Table 1. BioMAT Allocation Summary in 2021 as reported in Annual RPS Report by CPUC

These fixed prices are higher than what power from solar and wind farms receive through their current incentives.  BioMAT is a is an opportunity to boost these favored forms of biomass-to-energy in California to help establish a more mature marketplace similar to solar and wind.

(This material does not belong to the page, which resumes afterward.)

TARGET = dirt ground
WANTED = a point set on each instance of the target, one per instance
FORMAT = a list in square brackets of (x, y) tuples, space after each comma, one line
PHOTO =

With these two changes, WBF has moved to market a 3 MW scale biomass-to-electricity within California with a plan to drive down costs over time, add more technology, and open up a wider market.  WBF has signed contracts with two entities to build these plants.  One is finishing construction in Williams and will use rice hulls as a feedstock.  Another is near Burney in Shasta County, with forestry residue feedstock), and is starting construction this spring.  The Burney plant also has the option of  producing as much as 6,000 tons/year of biochar, used for filtration, as a soil amendment or an asphalt additive  as an additional source of revenue.  Now WBF is seeking financing and investment to support another half-dozen similar plants while there is still headroom under the 250 MW cap on BioMAT projects. 

Knowing that the California BioMAT program will sunset in 2026, WBF is continuing to see what would widen its customer appeal.  The  research continues and the process development unit has gotten much bigger.  The technology push now is to feed the synthesis gas to a catalyst bed to create liquid chemicals and fuels.  These products generally have a higher value than electricity outside of the BioMAT market, improving the economics of the process.  WBF is looking at two catalyst paths.  The first pathway generates an output on mixed alcohols and methane.  WBF has found that it can make a product stream that has half the energy in the mixed alcohols and half in the methane product.The alcohols include butanol, n-propanol , and ethanol.  All three have good commercial markets, especially the n-propanol which is used as a solvent for inks as in ink-jet printers.  The methane product is sent to the utility pipelines as renewable natural gas to be used by industrial, residential and transportation customers in place of fossil natural gas..  

The second approach is to produce jet fuel and diesel through a Fischer-Tropsch-type catalyst system.  These types of catalysts convert syngas into straight chained hydrocarbons of various densities from light gasses to heavy waxes.  For WBF,  a portion of the feedstock energy  (20-30%) converts directly into jet fuel and diesel.  There is a substantial quantity of waxes as well, plus light gases that would go to generate power for the process.  The objective of the current WBF research  is to figure out how to increase the yield of the jet fuel/diesel fraction and to explore how the waxes could be used in a standard oil refinery to increase the renewable content of motor fuels or lube oils, possibly by using spare Fluidized-bed Catalytic Cracking (FCC) capacity.  Adding a renewable feedstock to the refinery would help lower the carbon footprint of the fuel it produces to meet California’s Low Carbon Fuel Standard targets.   The vision is for these advanced WBF plants making chemicals and renewable fuel products to be economical beyond  the expiration of the BioMAT program.

Matt has always wanted to get to the point where they were building dozens of plants and making a real impact.  With these first two plants, he is excited to see that dream starting to become real even though it took fifteen years.  Meanwhile, the research and development continues to make the next generation of biomass technologies.